Yesterday, Petrobras announced the discovery of hydrocarbons in the ultra-deep waters of the Potiguar Basin in Brazil. The well, named Anhangá, found hydrocarbons in turbidite reservoir sands of Albian age. Specific mention was made by the operator – who holds a 100% stake in the block where the well was drilled – that the find is significant considering the exploration success in the Suriname-Guyana Basin. That is why we plotted both areas on one map, showing the distance between the two.
And as the map clearly shows, the distance between the two areas is significant and amounts to around 2,600 km. Yet, given the age of the find in Brazil, which is only a little older than most of the discoveries in the Suriname-Guyana Basin, the similar depositional facies of the reservoir and the overall setting along the margin, it is not strange to see some excitement following the news release.
The Potiguar Basin is located at the far eastern end of the Brazilian Equatorial Margin, which correlates to the West African Equatorial Margin and the Benin Basin on the opposite side of the Atlantic. The basin has a rich history of oil exploration and production in both the onshore and shallow waters, and is probably the most densely drilled area (onshore) that is shown on the map. In that sense, there is a clear difference with the Suriname-Guyana Basin, where onshore exploration has never taken off to the same extent except from a few discoveries in Suriname. However, very little is known about the offshore deep and ultra-deep water areas of the Potiguar Basin.
Three source rocks
In a paper published in the Journal of South American Earth Sciences in 2021 about the exploration plays of the Potiguar Basin in Brazil, the authors write that deep and ultra-deep waters of the area represent one of the most important frontier basins on the Brazilian Equatorial Margin, especially after the discoveries made on the West Africa conjugate margin (Jubilee, Tweneboa).

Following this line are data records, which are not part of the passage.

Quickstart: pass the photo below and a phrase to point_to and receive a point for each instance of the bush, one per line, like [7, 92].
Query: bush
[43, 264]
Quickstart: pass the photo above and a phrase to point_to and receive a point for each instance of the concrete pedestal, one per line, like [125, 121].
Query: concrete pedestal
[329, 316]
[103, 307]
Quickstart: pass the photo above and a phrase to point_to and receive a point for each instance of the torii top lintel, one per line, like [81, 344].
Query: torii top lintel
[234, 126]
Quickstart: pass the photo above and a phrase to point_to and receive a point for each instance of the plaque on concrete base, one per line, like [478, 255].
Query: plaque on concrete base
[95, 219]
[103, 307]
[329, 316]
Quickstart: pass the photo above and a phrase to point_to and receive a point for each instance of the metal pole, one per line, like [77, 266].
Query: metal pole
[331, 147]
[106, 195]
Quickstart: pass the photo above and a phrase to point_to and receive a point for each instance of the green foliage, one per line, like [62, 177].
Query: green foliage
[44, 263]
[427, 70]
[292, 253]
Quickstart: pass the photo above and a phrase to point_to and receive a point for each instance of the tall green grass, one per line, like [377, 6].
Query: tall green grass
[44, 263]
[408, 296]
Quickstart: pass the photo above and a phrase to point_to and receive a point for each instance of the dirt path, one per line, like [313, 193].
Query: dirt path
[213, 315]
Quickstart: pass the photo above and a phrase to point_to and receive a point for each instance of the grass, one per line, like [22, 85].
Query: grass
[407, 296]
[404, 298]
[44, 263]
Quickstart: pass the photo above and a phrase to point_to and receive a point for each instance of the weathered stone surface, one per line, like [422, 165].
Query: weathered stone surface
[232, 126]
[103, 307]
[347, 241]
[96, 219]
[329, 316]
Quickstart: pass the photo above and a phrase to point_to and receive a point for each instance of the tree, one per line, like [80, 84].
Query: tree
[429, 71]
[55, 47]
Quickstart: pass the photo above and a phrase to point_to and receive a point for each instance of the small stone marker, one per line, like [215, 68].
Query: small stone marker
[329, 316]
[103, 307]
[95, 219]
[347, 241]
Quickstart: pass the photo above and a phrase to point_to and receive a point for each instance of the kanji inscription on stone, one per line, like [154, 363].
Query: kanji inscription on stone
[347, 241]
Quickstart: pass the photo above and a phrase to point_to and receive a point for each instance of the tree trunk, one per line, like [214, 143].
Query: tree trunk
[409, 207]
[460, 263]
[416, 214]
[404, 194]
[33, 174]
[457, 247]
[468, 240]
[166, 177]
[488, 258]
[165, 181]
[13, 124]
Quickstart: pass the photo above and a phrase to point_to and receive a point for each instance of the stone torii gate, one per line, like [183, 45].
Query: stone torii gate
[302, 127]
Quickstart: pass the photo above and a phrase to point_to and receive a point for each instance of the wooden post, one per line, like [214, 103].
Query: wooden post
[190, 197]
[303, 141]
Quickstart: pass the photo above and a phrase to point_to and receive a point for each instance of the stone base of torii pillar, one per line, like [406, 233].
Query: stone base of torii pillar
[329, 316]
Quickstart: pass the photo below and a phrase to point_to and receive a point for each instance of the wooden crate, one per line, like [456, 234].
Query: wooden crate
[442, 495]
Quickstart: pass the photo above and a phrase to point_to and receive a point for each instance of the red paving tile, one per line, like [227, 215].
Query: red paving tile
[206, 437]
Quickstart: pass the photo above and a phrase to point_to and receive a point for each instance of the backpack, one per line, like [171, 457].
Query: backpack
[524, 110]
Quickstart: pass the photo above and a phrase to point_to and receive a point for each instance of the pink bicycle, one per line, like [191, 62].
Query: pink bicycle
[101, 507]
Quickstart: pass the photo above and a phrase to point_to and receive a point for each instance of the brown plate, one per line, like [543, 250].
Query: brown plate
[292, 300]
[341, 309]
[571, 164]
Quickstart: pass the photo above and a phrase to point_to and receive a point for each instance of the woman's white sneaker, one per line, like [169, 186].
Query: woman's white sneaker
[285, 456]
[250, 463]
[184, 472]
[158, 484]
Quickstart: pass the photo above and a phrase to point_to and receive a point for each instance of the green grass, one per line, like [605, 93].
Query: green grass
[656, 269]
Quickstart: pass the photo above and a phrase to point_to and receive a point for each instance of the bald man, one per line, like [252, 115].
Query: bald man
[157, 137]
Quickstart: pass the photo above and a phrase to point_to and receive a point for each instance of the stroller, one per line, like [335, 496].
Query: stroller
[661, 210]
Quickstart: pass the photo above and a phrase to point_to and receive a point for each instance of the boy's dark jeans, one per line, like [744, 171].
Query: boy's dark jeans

Three source rock intervals were identified by the authors; Late Berriasian-early Barremian lacustrine shales, Aptian-Albian evaporitic marine shales and Cenomanian-Turonian deep water marine shales. A maximum TOC of 21% was measured in the Aptian-Albian source rocks, which classifies these as the most promising. Combined with the fact that these are thermally mature in the area as the authors write, it may not be too much of a surprise to have found hydrocarbons in the Anhangá well given that the reservoirs are of the same age and are probably very close to the source rock.